So if we want our children to be polite, we should give them something pleasant after they act politely. If we want them to stop throwing tantrums, we should give them something unpleasant after they throw a tantrum. Pleasant consequences are called reinforcement. Some common reinforcements are praise, money, privileges, and a hug. Unpleasant consequences are called punishment. Some common punishments are scolding, time-out, loss of privileges, grounding, and spanking. Children need reinforcement and punishment if they are to learn what to do and what not to do. As children grow older, they begin to internalize our rules and so require less reinforcement and punishment. They learn to control their own behavior by following the rules we have taught them. However, even older children need to know there are consequences for obeying and disobeying our rules.

Some parents will agree with only part of what I have said.

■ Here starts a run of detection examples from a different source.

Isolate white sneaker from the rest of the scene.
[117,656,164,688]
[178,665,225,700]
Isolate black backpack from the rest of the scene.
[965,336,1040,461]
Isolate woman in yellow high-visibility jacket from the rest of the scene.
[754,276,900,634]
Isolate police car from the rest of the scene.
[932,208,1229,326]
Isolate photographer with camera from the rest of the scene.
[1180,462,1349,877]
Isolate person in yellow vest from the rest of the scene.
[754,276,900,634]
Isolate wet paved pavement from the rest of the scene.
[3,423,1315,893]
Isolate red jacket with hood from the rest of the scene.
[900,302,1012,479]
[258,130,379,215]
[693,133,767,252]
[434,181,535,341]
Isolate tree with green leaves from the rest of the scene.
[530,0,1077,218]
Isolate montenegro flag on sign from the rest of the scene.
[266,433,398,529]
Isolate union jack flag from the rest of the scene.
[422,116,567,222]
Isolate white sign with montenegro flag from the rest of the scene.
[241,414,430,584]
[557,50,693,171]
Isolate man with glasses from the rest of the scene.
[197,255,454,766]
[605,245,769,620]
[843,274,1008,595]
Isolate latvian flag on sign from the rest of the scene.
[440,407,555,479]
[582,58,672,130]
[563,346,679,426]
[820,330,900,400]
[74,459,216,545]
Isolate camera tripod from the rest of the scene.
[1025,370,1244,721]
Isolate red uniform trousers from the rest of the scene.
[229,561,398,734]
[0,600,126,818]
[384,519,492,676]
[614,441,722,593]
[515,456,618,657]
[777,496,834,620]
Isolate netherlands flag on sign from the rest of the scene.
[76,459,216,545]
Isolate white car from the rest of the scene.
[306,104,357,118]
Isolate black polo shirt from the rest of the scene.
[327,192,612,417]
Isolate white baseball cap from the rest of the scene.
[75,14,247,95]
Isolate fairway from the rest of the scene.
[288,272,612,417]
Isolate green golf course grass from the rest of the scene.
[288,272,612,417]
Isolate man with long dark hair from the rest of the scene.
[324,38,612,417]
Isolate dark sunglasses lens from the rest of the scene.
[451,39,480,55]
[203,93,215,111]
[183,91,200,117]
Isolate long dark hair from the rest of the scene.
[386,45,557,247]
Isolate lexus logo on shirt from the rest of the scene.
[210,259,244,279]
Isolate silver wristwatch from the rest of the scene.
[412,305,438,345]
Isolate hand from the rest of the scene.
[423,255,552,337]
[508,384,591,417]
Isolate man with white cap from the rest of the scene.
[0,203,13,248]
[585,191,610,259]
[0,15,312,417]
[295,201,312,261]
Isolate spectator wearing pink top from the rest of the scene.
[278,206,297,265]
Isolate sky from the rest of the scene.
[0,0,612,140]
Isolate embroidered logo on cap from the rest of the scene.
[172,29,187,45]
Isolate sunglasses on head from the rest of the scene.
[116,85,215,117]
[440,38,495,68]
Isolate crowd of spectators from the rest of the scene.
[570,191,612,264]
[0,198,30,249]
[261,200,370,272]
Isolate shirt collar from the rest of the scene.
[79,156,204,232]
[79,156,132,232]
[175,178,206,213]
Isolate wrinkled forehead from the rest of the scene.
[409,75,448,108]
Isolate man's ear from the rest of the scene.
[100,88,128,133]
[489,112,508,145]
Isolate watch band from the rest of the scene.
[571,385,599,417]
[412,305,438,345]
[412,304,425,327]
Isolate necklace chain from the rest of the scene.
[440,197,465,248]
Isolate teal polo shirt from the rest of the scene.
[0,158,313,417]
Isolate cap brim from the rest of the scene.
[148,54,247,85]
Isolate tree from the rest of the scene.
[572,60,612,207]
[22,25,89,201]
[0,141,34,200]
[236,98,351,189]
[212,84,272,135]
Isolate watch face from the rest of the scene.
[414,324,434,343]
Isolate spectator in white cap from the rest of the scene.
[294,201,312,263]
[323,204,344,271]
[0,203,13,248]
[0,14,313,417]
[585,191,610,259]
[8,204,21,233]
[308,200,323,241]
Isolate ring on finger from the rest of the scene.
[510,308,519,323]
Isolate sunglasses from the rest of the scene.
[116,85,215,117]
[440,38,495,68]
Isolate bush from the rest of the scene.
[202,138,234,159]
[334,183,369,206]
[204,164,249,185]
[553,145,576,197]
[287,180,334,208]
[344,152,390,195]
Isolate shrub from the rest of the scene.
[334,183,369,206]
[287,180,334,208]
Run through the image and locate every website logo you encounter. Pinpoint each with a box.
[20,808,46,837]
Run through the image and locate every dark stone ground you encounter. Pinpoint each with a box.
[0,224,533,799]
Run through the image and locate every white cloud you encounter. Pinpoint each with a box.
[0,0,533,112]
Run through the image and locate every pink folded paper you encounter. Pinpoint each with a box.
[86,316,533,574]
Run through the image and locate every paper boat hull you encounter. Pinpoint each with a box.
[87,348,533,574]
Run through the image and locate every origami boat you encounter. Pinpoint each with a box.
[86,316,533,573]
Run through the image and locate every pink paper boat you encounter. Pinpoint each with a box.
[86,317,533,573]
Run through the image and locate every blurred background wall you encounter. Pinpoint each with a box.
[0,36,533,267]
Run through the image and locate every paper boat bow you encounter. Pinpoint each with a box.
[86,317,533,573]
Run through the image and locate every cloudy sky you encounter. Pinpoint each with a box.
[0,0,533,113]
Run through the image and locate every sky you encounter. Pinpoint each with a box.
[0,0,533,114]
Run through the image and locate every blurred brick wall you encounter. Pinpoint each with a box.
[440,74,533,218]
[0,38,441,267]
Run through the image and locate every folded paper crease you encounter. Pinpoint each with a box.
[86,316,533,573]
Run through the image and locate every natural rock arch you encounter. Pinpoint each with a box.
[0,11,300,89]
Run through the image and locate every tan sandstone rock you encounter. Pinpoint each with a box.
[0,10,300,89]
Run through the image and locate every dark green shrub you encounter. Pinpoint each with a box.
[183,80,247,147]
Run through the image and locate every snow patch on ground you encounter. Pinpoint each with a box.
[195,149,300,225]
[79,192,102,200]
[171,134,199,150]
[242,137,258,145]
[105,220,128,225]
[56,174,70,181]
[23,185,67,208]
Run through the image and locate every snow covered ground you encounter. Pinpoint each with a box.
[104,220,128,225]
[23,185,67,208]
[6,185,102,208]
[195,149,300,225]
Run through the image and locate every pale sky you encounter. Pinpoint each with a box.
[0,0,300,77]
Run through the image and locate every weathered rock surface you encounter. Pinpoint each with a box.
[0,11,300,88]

They agree that children should receive reinforcement for desirable behaviors, but they disagree that children need punishments for undesirable behaviors. They think that punishment is cruel or abusive. They prefer to ignore bad behavior in the belief that it will just go away. The daughter of one of my friends began to swear. Naturally, he was disappointed, but he decided to ignore it. He said she was just trying to shock people to get attention. By ignoring her, he would deny her the attention, and she would eventually stop swearing. Ignoring misbehavior may work in some cases. (It don't in my friend's case, by the way.) But there are many times when we simply can not ignore a behavior in hopes that it will go away.

We can not ignore dangerous behavior. For example, we can not ignore a child's running into the street in hopes it will stop. Nor can we ignore a child's behavior when he is hurting another child. Sometimes a child will not let us ignore his misbehavior. Sometimes, when we try to ignore a child's behavior, he turns up the volume until we can not help but act. If we try to ignore the whining of a child for a toy, he may begin to whine louder until we have a full-blown tantrum on our hands. Finally, a child may act in a certain way because he is being encouraged, reinforced, for it. We may not be reinforcing him, but some one else may. A child may be encouraged by his friends to be rude at school to his teachers. When the child comes home, he is rude to his parents too. If his parents decide to ignore his rudeness, it will not go away because he is getting reinforcement from his friends. Since a behavior that is reinforced will increase, he will only get ruder. Ignoring it won't make it go away. In the cases I have described above, we must use punishment to stop the misbehavior.

The Bottom Line: In many cases we must use punishment if we want to stop misbehavior.

 1 Thorndike, E. L. (1927). The Law of effect. American Journal of Psychology, 39, 212-222.